On Thursday, the Canada’s Minister of Health, the Honourable Patty Hajdu, announced $6.5 million in funding, spread over sixteen months, for Peel Public Health. The sum would allow for the establishment of a voluntary isolation site, said the Minister. She added, “these spaces will help lower community spread by supporting spaces for Canadians who are not able to safely self-isolate, due to housing conditions or financial constraints”.
Things do not happen quickly or easily. The announcement comes nearly two months after Peel Public Health initially applied for the funding on October 5th. For months, Mayor Brown has been calling on Government to assist with the necessary funds for an isolation centre, particularly in Brampton East. The $6.5 million is welcome news, but is it enough? According to Dr. Loh, the program is the expansion of an existing site for voluntary isolation.

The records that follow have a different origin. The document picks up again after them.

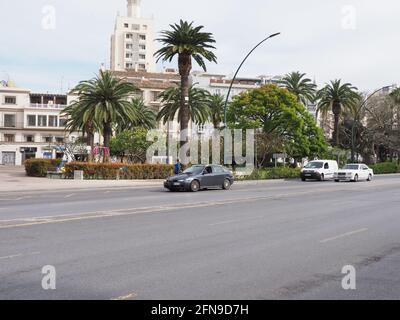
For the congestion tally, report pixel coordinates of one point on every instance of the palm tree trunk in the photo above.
(107, 131)
(336, 111)
(185, 65)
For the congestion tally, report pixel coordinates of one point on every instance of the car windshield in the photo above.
(194, 170)
(314, 165)
(351, 167)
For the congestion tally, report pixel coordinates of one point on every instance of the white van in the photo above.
(319, 170)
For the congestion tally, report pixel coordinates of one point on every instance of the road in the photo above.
(267, 240)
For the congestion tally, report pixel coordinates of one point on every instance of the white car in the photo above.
(354, 172)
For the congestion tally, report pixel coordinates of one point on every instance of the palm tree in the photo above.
(186, 41)
(102, 102)
(217, 103)
(144, 116)
(198, 107)
(395, 94)
(337, 96)
(303, 88)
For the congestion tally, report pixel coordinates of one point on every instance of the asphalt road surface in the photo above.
(268, 240)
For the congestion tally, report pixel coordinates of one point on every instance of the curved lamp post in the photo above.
(357, 120)
(237, 71)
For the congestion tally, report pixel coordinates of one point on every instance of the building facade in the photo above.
(132, 44)
(31, 125)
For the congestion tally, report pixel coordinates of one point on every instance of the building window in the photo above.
(42, 121)
(9, 120)
(62, 122)
(29, 138)
(52, 121)
(9, 137)
(154, 96)
(48, 139)
(10, 100)
(31, 120)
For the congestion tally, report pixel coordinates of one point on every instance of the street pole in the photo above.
(237, 71)
(353, 126)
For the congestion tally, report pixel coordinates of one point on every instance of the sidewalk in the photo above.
(13, 179)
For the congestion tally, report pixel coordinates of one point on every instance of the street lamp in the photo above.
(357, 116)
(237, 71)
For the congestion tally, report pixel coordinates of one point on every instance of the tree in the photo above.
(217, 104)
(337, 96)
(303, 88)
(102, 102)
(279, 115)
(131, 144)
(186, 42)
(198, 106)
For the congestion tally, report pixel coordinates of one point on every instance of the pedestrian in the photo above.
(178, 167)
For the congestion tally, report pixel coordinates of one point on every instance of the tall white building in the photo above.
(132, 44)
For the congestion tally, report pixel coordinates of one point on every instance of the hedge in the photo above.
(385, 167)
(40, 167)
(274, 173)
(113, 171)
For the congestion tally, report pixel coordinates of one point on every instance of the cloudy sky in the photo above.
(356, 40)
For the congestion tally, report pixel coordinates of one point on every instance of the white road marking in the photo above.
(347, 234)
(235, 220)
(19, 255)
(130, 296)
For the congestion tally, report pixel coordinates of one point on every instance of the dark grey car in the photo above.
(200, 177)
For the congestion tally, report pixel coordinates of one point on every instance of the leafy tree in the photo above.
(130, 145)
(102, 102)
(336, 97)
(278, 113)
(303, 88)
(186, 41)
(198, 106)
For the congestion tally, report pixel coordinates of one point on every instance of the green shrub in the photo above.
(274, 173)
(40, 167)
(385, 167)
(113, 171)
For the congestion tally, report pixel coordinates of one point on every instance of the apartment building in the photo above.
(132, 44)
(30, 125)
(151, 84)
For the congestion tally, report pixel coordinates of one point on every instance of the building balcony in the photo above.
(47, 106)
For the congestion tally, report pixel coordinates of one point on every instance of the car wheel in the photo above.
(226, 185)
(195, 186)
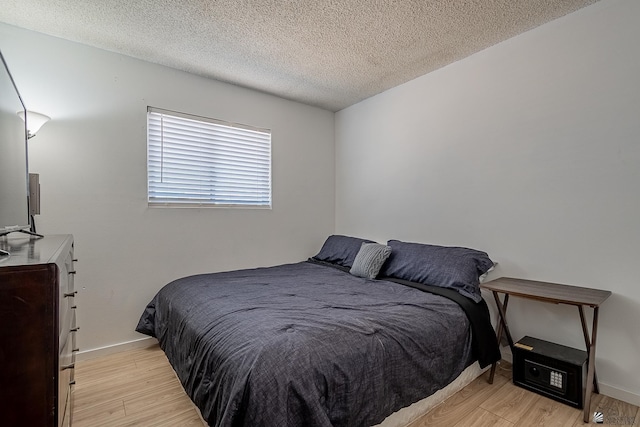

Currently, the Mississauga is operating at capacity (25 infected individuals). Starting December 1st, the additional funding will allow the program to immediately grow that capacity to 80, with the possibility of including additional sites, later. “Not good enough”, say advocates of self-isolation centres in Brampton.
Mayor Brown expressed frustration that funds will not be immediately directed for two possible locations in the city in support of the local essential workers. Currently, two of the three most impacted hospital systems in the Province are located in the Region of Peel. To cope, both William Osler Health System, and, Trillium Health Partners, have activated surge capacity plans and are now cancelling elective surgeries and some treatments.
Evidently, it is increasingly difficult to control the spread of Covid-19 within densely populated neighbourhoods. The positivity rate exceeds 10% in the Region of Peel; in Brampton, it is over 13%. Household transmission is a major driver of that spread, especially in communities where it is difficult to safely isolate. Providing timely access to such facilities can make the difference in breaking the chain of transmission, argues Mayor Brown. Testing, contact tracing, and isolation are key factors in mitigating the spread of Covid-19. Public Health officials point out that we are short on facilities for isolation.